Bence, ne bu sorular ne de söz konusu bulgular o denli önemlidir: Bence üniversitelilerin ne denli yazdıklarından çok neler –konularını değil, ele aldıkları konularda neler yazdıklarını söylemek istiyorum- yazdıkları çok daha önemlidir.**
Bilirsiniz: Ülkemizdeki üniversitelilerin çoğunun belirli bir yazma dönemleri vardır: “Dr”, özellikle de “doçent” yahut “profesör” olmazdan önce çoğunlukla yazmaktan başlarını kaşıyacak zamanları olmaz. Bu “kariyerlere” ulaştıktan sonra ise bu “yazışkan” dönemleri büyük ölçüde biter. Çünkü ilgili hukuksal düzenlemeler onların bu dönemlerde yazmalarını zorunlu kılar. Sonra?
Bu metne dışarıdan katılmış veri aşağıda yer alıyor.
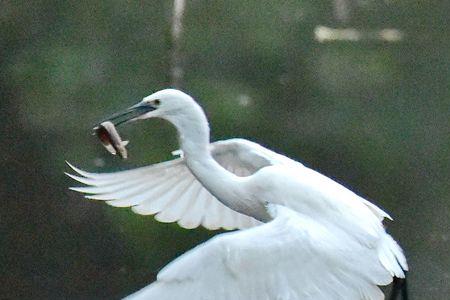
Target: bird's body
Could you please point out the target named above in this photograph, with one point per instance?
(310, 237)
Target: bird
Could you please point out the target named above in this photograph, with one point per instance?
(297, 234)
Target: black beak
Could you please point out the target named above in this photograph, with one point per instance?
(129, 114)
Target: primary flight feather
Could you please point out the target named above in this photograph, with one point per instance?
(303, 236)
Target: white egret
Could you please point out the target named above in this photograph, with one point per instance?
(309, 237)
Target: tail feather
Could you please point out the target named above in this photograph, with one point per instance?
(399, 289)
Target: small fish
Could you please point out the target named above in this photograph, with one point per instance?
(110, 138)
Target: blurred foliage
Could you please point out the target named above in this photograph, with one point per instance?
(373, 115)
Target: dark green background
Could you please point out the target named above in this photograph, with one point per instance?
(372, 115)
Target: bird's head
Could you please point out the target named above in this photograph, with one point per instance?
(170, 104)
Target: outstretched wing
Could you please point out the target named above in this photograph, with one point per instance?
(169, 191)
(291, 257)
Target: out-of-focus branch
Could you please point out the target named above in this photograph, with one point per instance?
(341, 10)
(176, 70)
(326, 34)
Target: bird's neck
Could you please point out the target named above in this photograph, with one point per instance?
(194, 138)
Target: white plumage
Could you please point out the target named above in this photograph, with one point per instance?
(304, 235)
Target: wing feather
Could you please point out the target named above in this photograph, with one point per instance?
(288, 258)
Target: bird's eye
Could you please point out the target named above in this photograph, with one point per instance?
(155, 102)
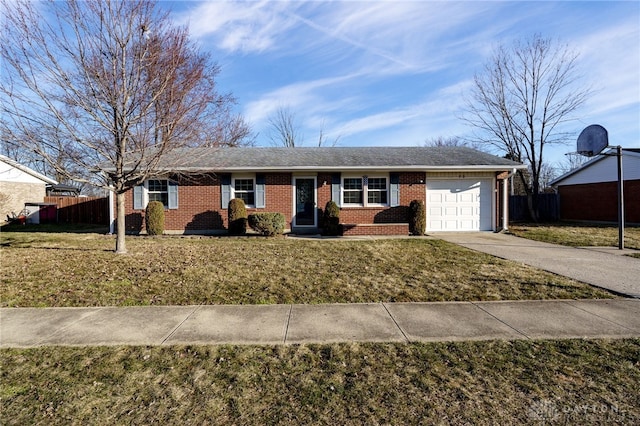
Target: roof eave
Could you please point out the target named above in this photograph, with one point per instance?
(418, 168)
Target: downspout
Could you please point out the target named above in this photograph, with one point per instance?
(111, 213)
(505, 200)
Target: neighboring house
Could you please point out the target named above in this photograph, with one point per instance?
(464, 189)
(590, 192)
(21, 187)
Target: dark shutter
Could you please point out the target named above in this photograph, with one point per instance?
(335, 188)
(225, 188)
(138, 197)
(260, 191)
(394, 188)
(172, 189)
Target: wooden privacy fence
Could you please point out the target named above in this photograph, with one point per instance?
(548, 208)
(89, 210)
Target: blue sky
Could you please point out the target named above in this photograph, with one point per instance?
(379, 73)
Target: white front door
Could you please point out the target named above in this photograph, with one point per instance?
(459, 205)
(304, 198)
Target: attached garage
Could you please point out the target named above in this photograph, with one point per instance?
(459, 204)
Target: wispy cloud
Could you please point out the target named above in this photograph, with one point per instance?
(240, 26)
(394, 72)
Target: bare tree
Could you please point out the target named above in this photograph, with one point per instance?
(323, 141)
(572, 161)
(450, 141)
(117, 82)
(520, 101)
(284, 129)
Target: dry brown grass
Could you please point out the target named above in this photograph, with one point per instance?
(496, 382)
(578, 235)
(40, 269)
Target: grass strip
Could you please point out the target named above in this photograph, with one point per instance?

Sonrası yok, artık “hocadırlar”; yetmez mi?
Soru 4: Yazılı ya da sözlü tartışmak (“çatışmak”) neye yarar?
Bilirsiniz, atalarımız (ya da Namık Kemal?), bu soruyu çok anlamlı biçimde yanıtlamıştır:
“Müsademe-i efkardan bârika-i hakikat doğar”
( "Gerçeğin kıvılcımı, fikirlerin çatışmalarından çıkar")
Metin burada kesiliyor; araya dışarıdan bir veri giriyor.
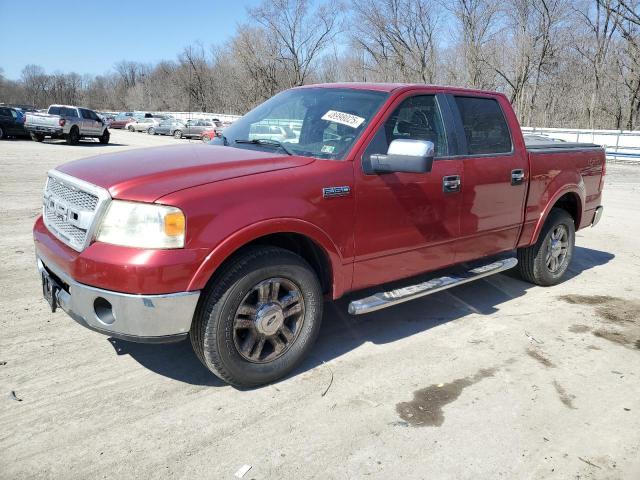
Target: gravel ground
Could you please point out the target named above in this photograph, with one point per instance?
(494, 379)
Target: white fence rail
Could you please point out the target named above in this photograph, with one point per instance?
(620, 145)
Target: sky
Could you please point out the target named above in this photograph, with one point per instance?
(90, 36)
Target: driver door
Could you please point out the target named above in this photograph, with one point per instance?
(407, 223)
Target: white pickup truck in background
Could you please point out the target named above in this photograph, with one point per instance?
(68, 122)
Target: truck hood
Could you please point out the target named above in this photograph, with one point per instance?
(150, 173)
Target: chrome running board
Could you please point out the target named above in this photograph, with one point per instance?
(382, 300)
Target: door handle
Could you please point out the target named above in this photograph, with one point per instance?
(517, 176)
(451, 183)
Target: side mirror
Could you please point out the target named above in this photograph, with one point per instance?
(406, 156)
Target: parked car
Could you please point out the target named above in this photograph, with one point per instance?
(210, 133)
(236, 245)
(193, 129)
(271, 132)
(122, 120)
(68, 122)
(143, 125)
(12, 123)
(168, 127)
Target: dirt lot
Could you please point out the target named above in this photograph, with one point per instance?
(493, 379)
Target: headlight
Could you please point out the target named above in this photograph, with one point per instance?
(142, 225)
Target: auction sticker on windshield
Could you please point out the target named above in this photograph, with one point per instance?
(342, 118)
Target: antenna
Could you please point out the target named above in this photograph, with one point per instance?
(190, 88)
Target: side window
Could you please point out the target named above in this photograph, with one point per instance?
(485, 127)
(416, 118)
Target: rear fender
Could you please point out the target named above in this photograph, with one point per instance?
(577, 190)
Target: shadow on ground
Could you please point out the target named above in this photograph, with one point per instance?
(342, 332)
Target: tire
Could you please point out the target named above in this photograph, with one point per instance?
(73, 137)
(104, 138)
(245, 333)
(536, 263)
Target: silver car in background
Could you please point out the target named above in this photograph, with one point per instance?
(194, 128)
(143, 124)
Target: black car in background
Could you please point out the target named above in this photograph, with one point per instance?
(12, 122)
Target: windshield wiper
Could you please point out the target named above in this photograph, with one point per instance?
(264, 141)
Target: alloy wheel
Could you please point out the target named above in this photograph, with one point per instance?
(268, 320)
(557, 248)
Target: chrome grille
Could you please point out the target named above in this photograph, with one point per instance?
(77, 198)
(71, 207)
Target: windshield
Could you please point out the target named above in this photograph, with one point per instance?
(313, 122)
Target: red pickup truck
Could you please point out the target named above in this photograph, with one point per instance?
(237, 244)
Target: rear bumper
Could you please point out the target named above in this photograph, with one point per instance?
(139, 318)
(597, 216)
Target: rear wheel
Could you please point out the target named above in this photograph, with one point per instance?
(546, 262)
(259, 318)
(104, 138)
(73, 137)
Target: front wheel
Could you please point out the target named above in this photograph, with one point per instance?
(546, 262)
(259, 317)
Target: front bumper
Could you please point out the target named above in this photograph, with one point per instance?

Günümüzde çoğunlukla göz boyayıcıların işine geldiği durumlarda öne sürdükleri bu sav ancak kimi koşullar yerine getirildiğinde gerçekleşebilir ve bir anlam taşır. Bu koşulların yerine getirilmesi bir yana nasılsa kıyıda köşede oluşmuş koşulları da ortadan kaldırmaya yeminli “Başkan” gibilerinin dilinde ise, futbolcu söylemiyle yalnızca “zaman çalmaya”, “hakemi yanıltmaya” yarar. Tartışmaya çalışanların başına örülen çorapların her gün bir yenisine tanık olduğumuz şu günlerde pek yararı olmasa da anımsanmasında yarar var: Gerçekten de "fikirlerin çatışmasından gerçeğin kıvılcımının çıkması” isteniyorsa eğer, en azından;
ü “çatışmaya” değer fikirlerin,
ü “çatışmaya” girmeyi göze alabilecek yüreklilerin,
ü “çatışmanın” anlamlı bir amacının,
ü “çatışmanın” özgürce yapılabileceği ortamların,
ü “çatışmanın” hoşgörülü, yeterince bilgili tarafları ile olası katılımcılarının (izleyicilerinin)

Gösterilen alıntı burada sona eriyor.